# Has anyone read the book"The China Study" ?



## poochie2 (Jan 14, 2010)

I just got this book cause I heard alot of good things about it. I skimmed through it and seems like a plant based diet is beneficial. If you have read it what do you think?


----------



## MalteseJane (Nov 21, 2004)

Well if their diet is as good as some of their products......:HistericalSmiley:


----------



## Miss_Annie (Mar 3, 2010)

:blink: I've never even heard of it! lol I'm not surprised that I'm out of the loop though.. I'm in my own little world most of the time.. :blush:


----------



## Nikki's Mom (Feb 13, 2008)

Yes, I've read most everything on diet/nutrition, etc. After reading this book twice, I did some extensive research on the subject. 

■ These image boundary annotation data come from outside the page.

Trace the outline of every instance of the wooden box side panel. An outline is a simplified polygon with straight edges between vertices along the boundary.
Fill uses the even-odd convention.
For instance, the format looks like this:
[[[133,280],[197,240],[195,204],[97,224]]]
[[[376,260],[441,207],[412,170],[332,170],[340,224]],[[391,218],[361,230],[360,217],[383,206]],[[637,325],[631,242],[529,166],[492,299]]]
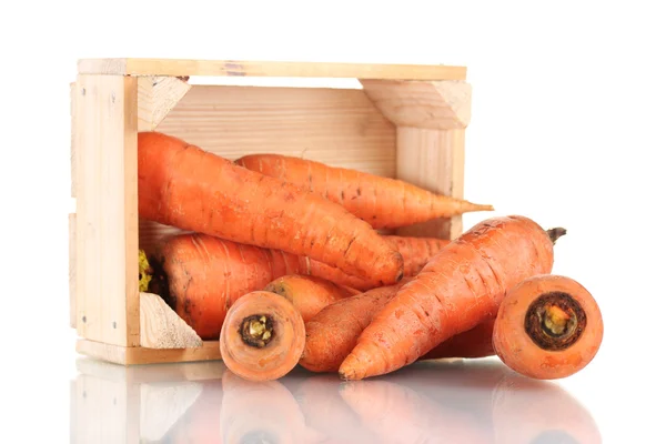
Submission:
[[[192,85],[155,128],[230,160],[302,157],[394,178],[395,125],[359,89]],[[140,221],[140,248],[180,230]]]
[[[397,130],[396,176],[432,192],[464,199],[465,129],[472,87],[464,81],[360,80]],[[397,234],[454,239],[461,215],[396,230]]]
[[[77,333],[139,344],[137,79],[75,84]]]

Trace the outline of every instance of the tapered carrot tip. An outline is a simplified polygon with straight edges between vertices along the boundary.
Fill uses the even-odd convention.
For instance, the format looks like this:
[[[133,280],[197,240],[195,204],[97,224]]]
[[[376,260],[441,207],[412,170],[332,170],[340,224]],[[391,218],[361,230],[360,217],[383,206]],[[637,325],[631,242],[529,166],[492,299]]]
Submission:
[[[493,331],[497,356],[511,369],[538,380],[555,380],[584,369],[604,334],[592,294],[567,276],[529,278],[506,295]]]
[[[220,333],[226,367],[249,381],[278,380],[293,370],[305,347],[305,324],[286,299],[255,291],[230,309]]]

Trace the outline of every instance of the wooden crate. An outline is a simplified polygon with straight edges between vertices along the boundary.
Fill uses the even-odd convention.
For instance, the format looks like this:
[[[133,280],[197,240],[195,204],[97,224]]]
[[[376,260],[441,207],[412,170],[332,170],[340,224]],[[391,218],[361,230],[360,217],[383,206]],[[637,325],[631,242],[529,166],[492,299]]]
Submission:
[[[200,77],[357,79],[357,88],[193,84]],[[178,230],[138,216],[138,132],[165,132],[230,160],[301,155],[463,198],[465,78],[464,67],[447,65],[80,60],[71,83],[77,351],[119,364],[221,359],[218,342],[202,342],[159,297],[139,292],[138,250]],[[398,230],[461,232],[460,216]]]

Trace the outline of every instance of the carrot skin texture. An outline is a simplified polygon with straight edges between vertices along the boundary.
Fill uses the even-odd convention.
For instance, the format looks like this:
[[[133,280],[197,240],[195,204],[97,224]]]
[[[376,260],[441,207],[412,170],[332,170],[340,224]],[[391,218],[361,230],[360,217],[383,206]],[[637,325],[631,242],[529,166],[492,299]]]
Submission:
[[[493,211],[492,205],[432,193],[405,181],[295,157],[249,154],[236,159],[235,163],[320,194],[374,229],[394,229],[466,212]]]
[[[141,218],[309,256],[377,285],[402,279],[397,250],[341,205],[168,134],[139,133],[138,151]]]
[[[297,273],[299,256],[200,233],[182,233],[162,242],[151,263],[163,270],[165,283],[151,284],[204,341],[218,340],[229,307],[242,295],[274,279]]]
[[[441,250],[363,331],[343,380],[385,374],[497,315],[508,289],[553,268],[553,241],[521,215],[477,223]]]
[[[585,325],[581,319],[577,324],[581,335],[563,350],[544,350],[525,330],[529,305],[548,293],[571,295],[584,312]],[[526,279],[507,293],[497,313],[493,345],[502,362],[515,372],[537,380],[556,380],[587,366],[598,352],[603,336],[602,313],[589,291],[568,276],[543,274]]]
[[[350,293],[357,293],[359,287],[375,287],[372,281],[310,258],[201,233],[181,233],[163,240],[150,262],[159,264],[165,278],[164,282],[154,276],[151,292],[161,295],[204,341],[220,336],[226,311],[239,297],[284,275],[330,280],[346,286]],[[406,263],[413,262],[407,256]],[[159,284],[164,287],[159,289]]]
[[[487,357],[495,355],[493,349],[493,329],[495,320],[482,322],[474,329],[458,333],[436,345],[433,350],[418,357],[418,361],[441,360],[450,357]]]
[[[401,286],[407,283],[371,290],[322,309],[305,323],[305,350],[299,364],[311,372],[337,372],[344,359],[356,345],[363,330],[374,315],[391,301]],[[444,357],[485,357],[495,354],[493,349],[494,319],[483,322],[435,346],[423,360]]]
[[[311,372],[337,372],[363,329],[406,282],[408,278],[322,309],[305,323],[305,347],[299,364]]]
[[[413,238],[384,235],[386,241],[395,245],[403,256],[403,270],[405,278],[415,276],[440,250],[448,244],[448,240],[437,238]],[[310,260],[307,274],[323,278],[340,285],[351,286],[360,291],[376,289],[377,285],[371,280],[364,280],[345,273],[340,269],[324,263]]]
[[[244,342],[244,320],[264,316],[271,325],[268,344],[262,347]],[[305,345],[305,324],[286,299],[256,291],[240,297],[229,310],[220,333],[220,352],[224,365],[248,381],[278,380],[299,363]]]
[[[353,294],[342,286],[320,278],[286,274],[270,282],[264,291],[286,297],[301,313],[303,322],[310,321],[323,307]]]

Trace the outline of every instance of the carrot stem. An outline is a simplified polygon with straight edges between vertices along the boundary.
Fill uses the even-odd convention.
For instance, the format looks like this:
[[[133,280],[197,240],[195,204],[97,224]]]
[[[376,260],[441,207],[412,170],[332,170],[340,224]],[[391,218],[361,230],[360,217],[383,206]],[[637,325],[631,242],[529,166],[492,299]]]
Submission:
[[[525,315],[525,332],[543,350],[566,350],[585,331],[587,317],[581,304],[564,292],[538,296]]]
[[[566,229],[563,229],[562,226],[557,226],[551,230],[546,231],[548,233],[548,238],[551,238],[551,241],[553,241],[553,244],[555,244],[555,242],[562,238],[563,235],[566,234]]]
[[[270,314],[252,314],[243,320],[239,333],[245,344],[262,349],[273,337],[273,317]]]

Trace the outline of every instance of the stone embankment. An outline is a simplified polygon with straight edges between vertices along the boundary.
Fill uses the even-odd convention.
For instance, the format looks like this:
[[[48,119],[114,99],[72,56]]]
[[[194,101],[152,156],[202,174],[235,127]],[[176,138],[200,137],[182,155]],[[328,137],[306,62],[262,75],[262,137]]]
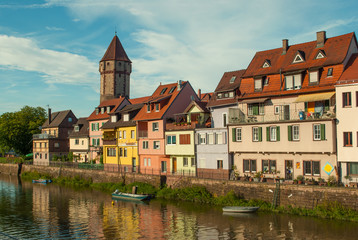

Here's one recent link: The China Study: Fact or Fallacy? Raw Food SOS: Troubleshooting on the Raw Food Diet

I learned that the China Study was simply flawed science. If you are looking for scientific research on nutrition, try Good Calories, Bad Calories. Or The Vegetarian Myth, by Lierre Keith.


----------



## poochie2 (Jan 14, 2010)

Nikki's Mom said:


> Yes, I've read most everything on diet/nutrition, etc. After reading this book twice, I did some extensive research on the subject.
> 
> Here's one recent link: The China Study: Fact or Fallacy? Raw Food SOS: Troubleshooting on the Raw Food Diet
> 
> I learned that the China Study was simply flawed science. If you are looking for scientific research on nutrition, try Good Calories, Bad Calories. Or The Vegetarian Myth, by Lierre Keith.


 Thanks, Suzan:thumbsup:


----------



## poochie2 (Jan 14, 2010)

MalteseJane said:


> Well if their diet is as good as some of their products......:HistericalSmiley:


:smrofl: I know what you mean !!!:HistericalSmiley:


----------